Scenario: An email from PayPal arrives telling the victim that their account has been compromised and will be deactivated unless they confirm their credit card details. The link in the phishing email takes the victim to a fake PayPal website where they enter their credit card information in order to “reactivate” their account.
Only enter your log-in credentials through a company’s official app or domain by visiting them directly and avoid using links through email or text whenever possible. Better yet, use multifactor authentication, which requires two ways of identifying yourself when signing into an account, such as a password and a code sent to your cellphone.
Source: Canadian Bankers Association
Scenario 1: You receive an email from your CEO about an urgent wire transfer that needs to be made. Thinking you’re helping out your boss, you comply and transfer the money.
Scenario 2: An urgent email arrives from a trusted friend who is currently travelling. The phishing email tells the victim that there is an emergency situation and requests a transfer of funds. The fund request is urgent and necessary to secure the persons safety. The victim doesn’t hesitate to transfer the funds, believing they are helping a trusted friend.

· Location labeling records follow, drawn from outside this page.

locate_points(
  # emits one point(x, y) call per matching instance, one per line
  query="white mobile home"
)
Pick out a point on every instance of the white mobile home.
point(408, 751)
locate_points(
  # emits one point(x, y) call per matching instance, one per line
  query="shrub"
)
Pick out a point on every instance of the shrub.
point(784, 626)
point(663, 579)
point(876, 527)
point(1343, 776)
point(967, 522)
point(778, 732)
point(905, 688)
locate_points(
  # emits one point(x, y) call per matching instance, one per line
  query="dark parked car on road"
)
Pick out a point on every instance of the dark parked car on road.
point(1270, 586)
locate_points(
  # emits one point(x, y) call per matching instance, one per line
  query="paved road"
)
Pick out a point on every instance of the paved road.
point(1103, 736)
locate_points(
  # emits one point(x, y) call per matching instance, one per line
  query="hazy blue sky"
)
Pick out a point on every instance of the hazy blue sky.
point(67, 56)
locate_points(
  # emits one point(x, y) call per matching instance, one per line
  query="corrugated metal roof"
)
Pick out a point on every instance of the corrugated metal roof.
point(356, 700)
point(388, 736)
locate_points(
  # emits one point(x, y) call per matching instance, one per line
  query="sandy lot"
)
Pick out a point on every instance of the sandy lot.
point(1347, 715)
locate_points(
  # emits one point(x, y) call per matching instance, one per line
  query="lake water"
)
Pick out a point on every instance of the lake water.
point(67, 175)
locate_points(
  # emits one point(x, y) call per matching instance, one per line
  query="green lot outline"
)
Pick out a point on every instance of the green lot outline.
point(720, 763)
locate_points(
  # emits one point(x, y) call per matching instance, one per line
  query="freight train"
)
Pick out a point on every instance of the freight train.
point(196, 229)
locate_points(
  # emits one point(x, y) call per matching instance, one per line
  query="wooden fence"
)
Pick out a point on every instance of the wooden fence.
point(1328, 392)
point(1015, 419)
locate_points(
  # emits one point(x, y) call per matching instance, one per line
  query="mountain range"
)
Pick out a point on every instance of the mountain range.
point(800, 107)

These emails look just like normal business communication and thus, raise no red flags. Scammers set up a legitimate-looking email address using information harvested from social networks. Through their online research, scammers are often able to use the appropriate first-names, real pictures or email signatures, or in some cases, research specifically who in the accounting department would be most likely to initiate a wire transfer.
Alternatively, some scammers are able to gain access to real staff email accounts through prior a phishing campaign.
Scenario 1: Your business’ accounting department receives an invoice from a well-known company for something you don’t recognize or remember purchasing. Sometimes these emails will include a fraudulent link to dispute or cancel the charges, but often they provide a phone number. Once in contact, they may request your personal information in order to “look up your account details” or they request a fee in order to get the charge reversed.
Scenario 2: We have run into instances where a vendor’s email was compromised and all of their incoming and outgoing emails are being monitored by the scammer. Often the scammer will filter specific emails into a hidden folder, so they are able to use the vendor’s email without the vendor suspecting that their account has been compromised. So, when a victim receives a request for payment of an invoice from the vendor’s account, the request is coming from the vendor’s legitimate email address for a legitimate invoice – so no red flags are raised. The scammer then uses the legitimate email address to request a change of banking information to receive the invoice payment to… and voila! The payment is sent to the new banking information and directly into the scammers account. The victim is then out the stolen money sent to the scammer in addition to the money still owed to the vendor.
It is best to take caution in any scenario where payment or banking details are discussed or requested through email. Avoid sharing banking details via email and contact the vendor directly over the phone to confirm the need to change the information. Taking a quick moment to confirm the invoice over the phone can protect you from engaging with fraudulent emails.
Scenario: An email arrives stating that there has been “suspicious activity on your account” or that “someone recently signed into your account” and alarm bells start ringing. The email then requests you to sign in to your account through a malicious link.
This scam is incredibly effective because victims aren’t just faced with urgency and panic – they’re also faced with confusion. The scammer’s goal when creating a sense of urgency is to force you into action so you avoid thinking rationally and critically. Keep your cool no matter how urgent an email appears to be, you always have time to give it a quick once-over and think about about the inconsistencies and legitimacy of the email request.
Scenario: An email arrives from Outlook stating that your password has expired and in order to maintain access to your account, you must immediately update your password. Victims are directed to a legitimate-looking login page where they can update their password. However, any credentials entered into this page will be sent straight to the cyber criminals.
Much like the previous example, the victim is often overwhelmed with a sense of panic or curiosity causing them to click links irrationally. Often the scammers goal is to trick recipients into opening a malicious link via a “Keep My Current Password” button in order to steal login credentials for email accounts. They then use the stolen email accounts to send more phishing emails, deliver malware, make monetary transactions, or sell the accounts on the darknet to other cyber criminals.
An email arrives and requests you to click on the link in order to view a ‘document’. The link redirects you to a login page identical to a common cloud sharing platform – such as Google Docs or Dropbox. The victim then logs into their account in order to ‘grant access’ to the document and the attacker has free rein of their login credentials and account.
Sometimes the PDF attachments contain malware or exploit code, other times they may link to a convincing, but fraudulent, login page where you are asked to divulge sensitive information or login credentials. It is always important to verify any files you receive unexpectedly, even if they are from an entity that you recognize.